QUANTI OMBRELLI COLORATI…. (Ciao Don!)

179107_10201202964747330_558231522_n

Piove su Genova, una pioggia  spazzata a tratti da un vento freddo, ma intorno alla chiesa della Comunità di San Benedetto al Porto fin dal mattino si sta concentrando una moltitudine che si è messa in moto da ogni parte d’Italia per salutare il Don. Lui è ancora lì nel cuore della sua Comunità; riusciamo a entrare poco prima che il feretro venga chiuso, sfiliamo davanti a lui, fissiamo un’ultima volta il suo volto magro. Sulla bara la bandiera della pace, quella rossa dell’Anpi, un’immagine di Fabrizio De Andrè e i suoi testi sacri: il Vangelo e la Costituzione. Ci emoziona guardarlo ancora una volta sapendo che la sua vitalità ci mancherà enormemente.

 Si lascia la chiesa, ognuno con la propria emozione, il proprio ricordo di questo prete di strada che ha dedicato la sua vita alla difesa degli ultimi, dei diritti, alle lotte contro la sopraffazione e le ingiustizie, un uomo che ha aperto le porte a tutti e che tutti ha accolto senza guardare alle etichette che la società affibbiava loro. Intanto fuori la gente aumenta, ci sono bandiere di ogni tipo che dimostrano quanto sia stato amato: le bandiere abbrunate dei No Tav della Val di Susa, quelle con scritto “Ora e sempre Resistenza” e molte altre ancora. Il corteo che si forma è multiforme e lo è reso ancora di più da quelle migliaia di ombrelli colorati che visti dall’alto sembrano formare un’immensa bandiera della pace. Il corteo si muove tra applausi, cori di Bella Ciao, tra il battere dei tamburi e applausi interminabili.

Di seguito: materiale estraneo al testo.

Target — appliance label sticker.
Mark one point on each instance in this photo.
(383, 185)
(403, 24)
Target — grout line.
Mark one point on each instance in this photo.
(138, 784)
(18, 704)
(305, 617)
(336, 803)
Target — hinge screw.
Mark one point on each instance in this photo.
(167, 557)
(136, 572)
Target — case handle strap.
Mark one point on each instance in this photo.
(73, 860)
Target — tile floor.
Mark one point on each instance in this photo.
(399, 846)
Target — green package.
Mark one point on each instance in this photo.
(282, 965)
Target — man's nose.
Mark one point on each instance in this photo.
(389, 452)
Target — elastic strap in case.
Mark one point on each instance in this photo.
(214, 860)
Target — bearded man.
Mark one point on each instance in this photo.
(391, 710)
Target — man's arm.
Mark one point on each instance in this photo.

 In piazza della Nunziata ci voltiamo indietro e si vede il corteo occupare tutta Via Balbi e continuare ancora oltre la Stazione Principe. Arriviamo alla Chiesa del Carmine ed entriamo anche noi al seguito del feretro. La Chiesa è stracolma: a fianco a noi ci sono giornalisti, politici ma soprattutto la sua gente, quella che lui ha aiutato quando tutti la escludevano. Le parole del Cardinal Bagnasco scorrono nella retorica clericale e quando nomina il cardinal Siri come colui che ha accettato Don Gallo a braccia aperte, omettendo che fu proprio lui a cacciarlo da quella parrocchia, il  mormorio sale in sala: colpi di tosse e starnuti cominciano a riempire le navate e da fuori si sente pian piano salire il canto di “Bella ciao” che come un’onda invade pian piano la chiesa costringendo Bagnasco a interrompersi. Applausi invece per Don Ciotti che coglie il cuore della vita di Don Gallo, una vita spesa dalla parte degli ultimi, degli esclusi.

 Quando il feretro esce dalla chiesa la commozione è fortissima, la si sente vibrare in ogni battito di mani, nelle lacrime della gente, nel canto di Bella Ciao e quando il vento soffia più forte sembra quasi di sentire il Don cantarla con noi. Le orazioni funebri sul sagrato sono tenute dal Sindaco Doria, da Adelmo Cervi e da altri ancora e si concludono con un affettuoso e appassionato ricordo di Moni Ovadia. Le migliaia di ombrelli colorati si dividono; ognuno torna verso la propria strada portando con sé un frammento di quanto seminato dal Don. Ad ognuno di noi quello che ha fatto è servito in un modo o in un altro.

 Era da tempo che non ci si trovava così in tanti intorno a un uomo, alle sue idee, alla sua vita. La sua inclusività, la sua passione, il suo essere partigiano è un esempio a cui dovremmo pensare spesso nello scorrere del nostro impegno quotidiano. Ciao Don, grazie per averci fatto emozionare anche oggi, come sempre.